I just sat there on the counter with my feet dangling, kept a general eye on Steve, and enjoyed my drink. I’d already knocked down a couple of margaritas. They hadn’t been nearly as soothing, though, as the tequila.

Soon, I was feeling fine and lazy.

I wished I could lie down for a nap, but that was out of the question.

I needed activity to keep from drowsing off, so I hopped down from the counter. I set aside my empty glass, picked up the saber and both the dish towels, and went over to Steve. Crouching by his head, I set down the saber. Then I used the wet towel to clean him up. As I wiped the blood off him, I kept a sharp watch for any sign that he might be coming awake.

There was none.

With the same wet towel, I mopped the blood off the floor. This required several trips to the sink and back, but didn’t take terribly long. Anyway, it was something to do while I waited.

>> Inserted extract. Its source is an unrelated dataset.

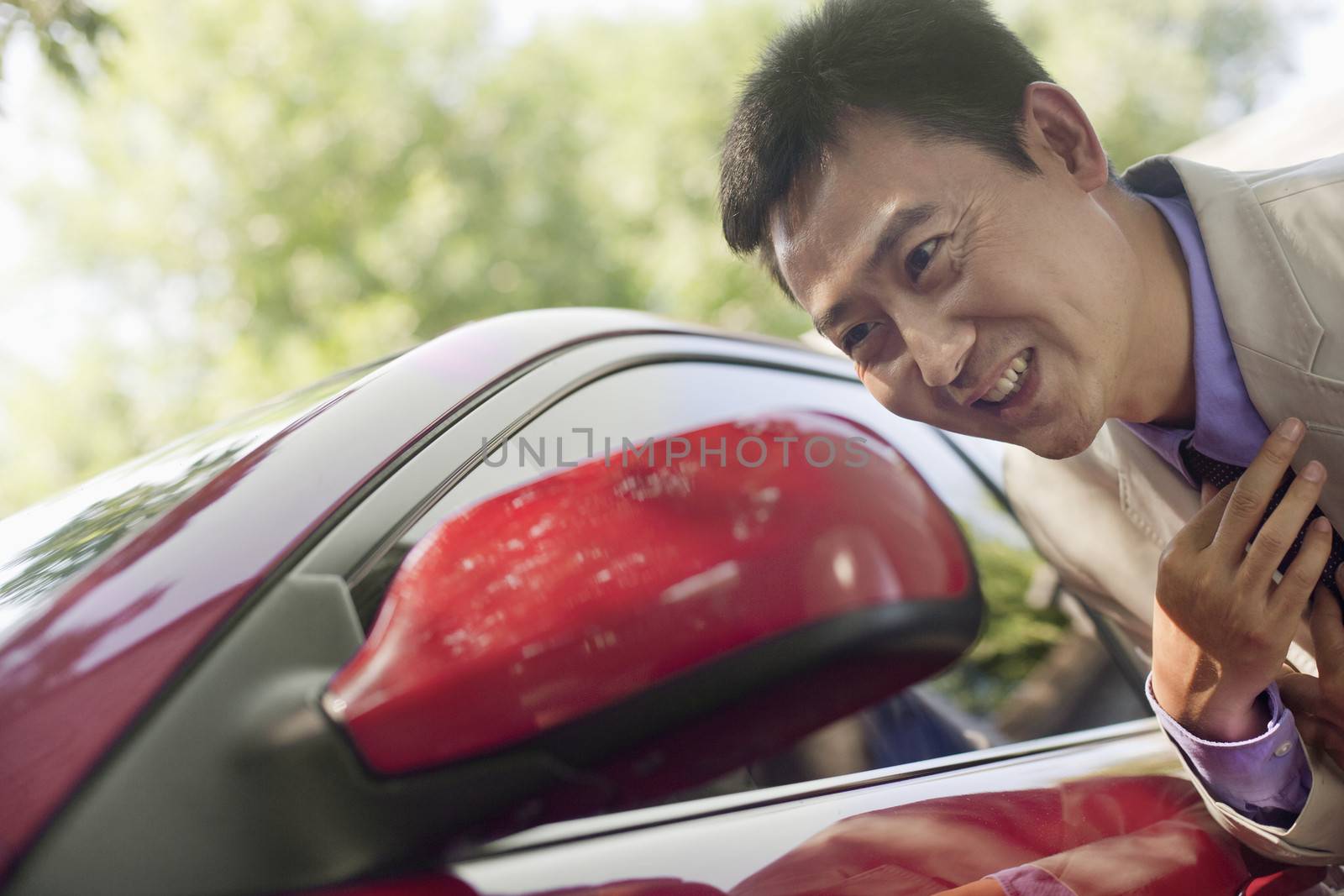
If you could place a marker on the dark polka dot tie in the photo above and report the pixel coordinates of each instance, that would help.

Next, I folded the other dish towel into a square pad, and placed it against the wounds on top of Steve’s head. With long strips of strapping tape (which I cut with the saber), I fastened down its corners to his ears and the sides of his face. It made him look stupid. Which was fine with me.

Pigs deserve to look stupid.

With the mess cleaned up and Steve bandaged, I felt free to relax again. But I was hungrier than ever.

Over at the counter, I checked the steaks. Nearly thawed out, they felt springy and firm, but stiff in the center.

Why wait any longer? I thought. You can’t barbecue them on the grill, anyway. Not unless Steve comes to about now.

Well, I could drag him outside.

Right. No way.

I tossed some more ice cubes into my glass, added more gold tequila, took a sip, and sighed.

Squatting and duck-walking, I searched one cupboard after another until I found Serena’s wok. I took it to the stove and set it on a burner. Then I hunted out her vegetable oil. I poured some into the wok, turned the burner on, and spent the next couple of minutes cutting the two steaks into bitesized chunks.

Naturally, I took time out, every half a minute or so, to make sure Steve hadn’t moved.

I tossed the two bones into the waste basket beside the stove.

By the time I managed to find Serena’s wooden stirring spoon, the oil in the wok seemed good and hot.

I poured in the meat and teryaki sauce.

Hiss, sizzle, spit, spatter!

“Shit!” I yelped and leaped away, my belly and breasts stinging with a thousand pin-pricks of fire. My skin glittered with specks of oil.